Ils nous ont également expliqué le système de transport mis en place par l’entreprise pour les travailleurs. Il s’agit de véhicules en sous-traitance obligés de respecter des horaires déterminés pour parcourent les 40 km entre le village et la plantation, ce qui est la cause d’accidents fréquents. Ils nous ont parlé de l’application des herbicides et engrais, sans gants ni équipement de protection.

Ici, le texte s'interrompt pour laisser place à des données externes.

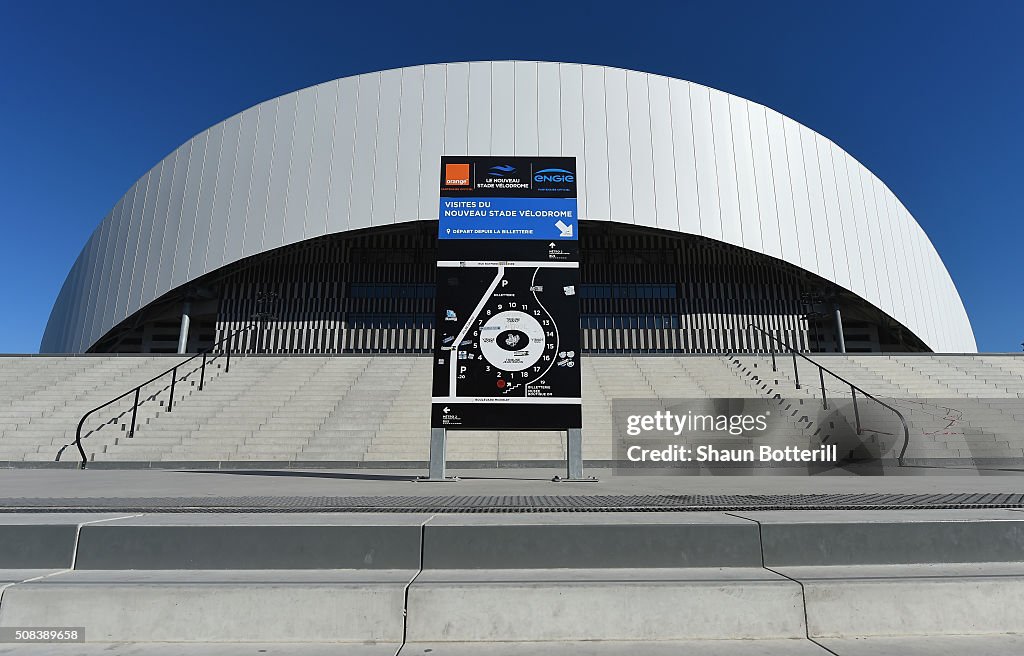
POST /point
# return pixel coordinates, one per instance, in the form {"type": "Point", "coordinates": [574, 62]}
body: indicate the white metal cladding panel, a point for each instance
{"type": "Point", "coordinates": [242, 183]}
{"type": "Point", "coordinates": [930, 298]}
{"type": "Point", "coordinates": [360, 195]}
{"type": "Point", "coordinates": [725, 169]}
{"type": "Point", "coordinates": [747, 188]}
{"type": "Point", "coordinates": [823, 252]}
{"type": "Point", "coordinates": [479, 108]}
{"type": "Point", "coordinates": [273, 213]}
{"type": "Point", "coordinates": [571, 117]}
{"type": "Point", "coordinates": [103, 301]}
{"type": "Point", "coordinates": [365, 150]}
{"type": "Point", "coordinates": [189, 218]}
{"type": "Point", "coordinates": [595, 182]}
{"type": "Point", "coordinates": [883, 245]}
{"type": "Point", "coordinates": [768, 219]}
{"type": "Point", "coordinates": [321, 167]}
{"type": "Point", "coordinates": [177, 234]}
{"type": "Point", "coordinates": [299, 173]}
{"type": "Point", "coordinates": [457, 108]}
{"type": "Point", "coordinates": [410, 136]}
{"type": "Point", "coordinates": [850, 231]}
{"type": "Point", "coordinates": [503, 126]}
{"type": "Point", "coordinates": [663, 155]}
{"type": "Point", "coordinates": [386, 150]}
{"type": "Point", "coordinates": [833, 213]}
{"type": "Point", "coordinates": [788, 239]}
{"type": "Point", "coordinates": [432, 139]}
{"type": "Point", "coordinates": [685, 173]}
{"type": "Point", "coordinates": [223, 172]}
{"type": "Point", "coordinates": [152, 236]}
{"type": "Point", "coordinates": [93, 272]}
{"type": "Point", "coordinates": [131, 249]}
{"type": "Point", "coordinates": [525, 108]}
{"type": "Point", "coordinates": [620, 158]}
{"type": "Point", "coordinates": [704, 156]}
{"type": "Point", "coordinates": [259, 186]}
{"type": "Point", "coordinates": [641, 149]}
{"type": "Point", "coordinates": [87, 262]}
{"type": "Point", "coordinates": [549, 120]}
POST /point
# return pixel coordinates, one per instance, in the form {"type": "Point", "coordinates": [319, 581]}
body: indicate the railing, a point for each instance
{"type": "Point", "coordinates": [207, 356]}
{"type": "Point", "coordinates": [772, 340]}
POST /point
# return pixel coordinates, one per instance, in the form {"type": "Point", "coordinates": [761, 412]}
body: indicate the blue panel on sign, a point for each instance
{"type": "Point", "coordinates": [502, 218]}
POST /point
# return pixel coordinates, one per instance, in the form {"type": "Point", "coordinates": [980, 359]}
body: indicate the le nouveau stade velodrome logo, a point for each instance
{"type": "Point", "coordinates": [465, 176]}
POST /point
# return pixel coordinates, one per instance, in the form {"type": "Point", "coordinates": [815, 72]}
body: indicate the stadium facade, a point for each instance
{"type": "Point", "coordinates": [700, 212]}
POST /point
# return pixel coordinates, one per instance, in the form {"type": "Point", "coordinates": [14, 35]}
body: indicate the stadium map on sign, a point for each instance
{"type": "Point", "coordinates": [507, 351]}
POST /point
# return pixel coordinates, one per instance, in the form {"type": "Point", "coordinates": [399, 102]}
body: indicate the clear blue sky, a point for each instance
{"type": "Point", "coordinates": [929, 95]}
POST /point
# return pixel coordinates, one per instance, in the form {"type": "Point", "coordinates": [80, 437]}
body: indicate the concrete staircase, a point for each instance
{"type": "Point", "coordinates": [375, 409]}
{"type": "Point", "coordinates": [956, 406]}
{"type": "Point", "coordinates": [772, 583]}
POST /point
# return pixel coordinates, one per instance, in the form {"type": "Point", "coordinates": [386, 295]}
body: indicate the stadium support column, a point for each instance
{"type": "Point", "coordinates": [183, 333]}
{"type": "Point", "coordinates": [840, 338]}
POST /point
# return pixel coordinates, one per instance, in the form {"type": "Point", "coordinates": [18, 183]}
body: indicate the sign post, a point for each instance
{"type": "Point", "coordinates": [507, 338]}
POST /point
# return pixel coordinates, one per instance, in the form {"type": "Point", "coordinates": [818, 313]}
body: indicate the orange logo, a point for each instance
{"type": "Point", "coordinates": [457, 175]}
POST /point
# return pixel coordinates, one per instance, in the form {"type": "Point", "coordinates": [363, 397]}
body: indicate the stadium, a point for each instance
{"type": "Point", "coordinates": [718, 241]}
{"type": "Point", "coordinates": [701, 213]}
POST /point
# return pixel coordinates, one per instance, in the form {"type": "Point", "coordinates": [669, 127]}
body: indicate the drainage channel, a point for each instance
{"type": "Point", "coordinates": [515, 504]}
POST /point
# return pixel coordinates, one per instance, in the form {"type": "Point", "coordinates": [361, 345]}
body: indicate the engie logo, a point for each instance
{"type": "Point", "coordinates": [457, 175]}
{"type": "Point", "coordinates": [501, 171]}
{"type": "Point", "coordinates": [554, 175]}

Ils nous ont également expliqué que certains travailleurs sont devenus aveugles, car sous ce climat, il est très difficile de porter les lunettes de protection fournies par l’entreprise et celle-ci ne fait rien pour trouver une solution à ce problème.
Si ces informations paraissaient effectivement confirmer qu’« HEVECAM c’est l’esclavage », cette affirmation s’est encore renforcée lorsque les travailleurs nous ont expliqué que la seule chose qui ait changé avec la privatisation de l’entreprise en 1996 (le groupe singapourien GMG International en est l’actuel propriétaire) a été l’apparition de nouvelles marques de voitures utilisées par les hauts cadres. « On nous a acheté de la même façon que les hévéas ». Comme à l’époque de l’esclavage…
Ricardo Carrere, sur la base d’informations collectées durant un séjour dans la région en décembre 2006 avec les chercheurs Sandra Veuthey et Julien-François Gerber. L’auteur remercie l’appui du Centre pour l'Environnement et le Développement (CED), qui a rendu possible le séjour.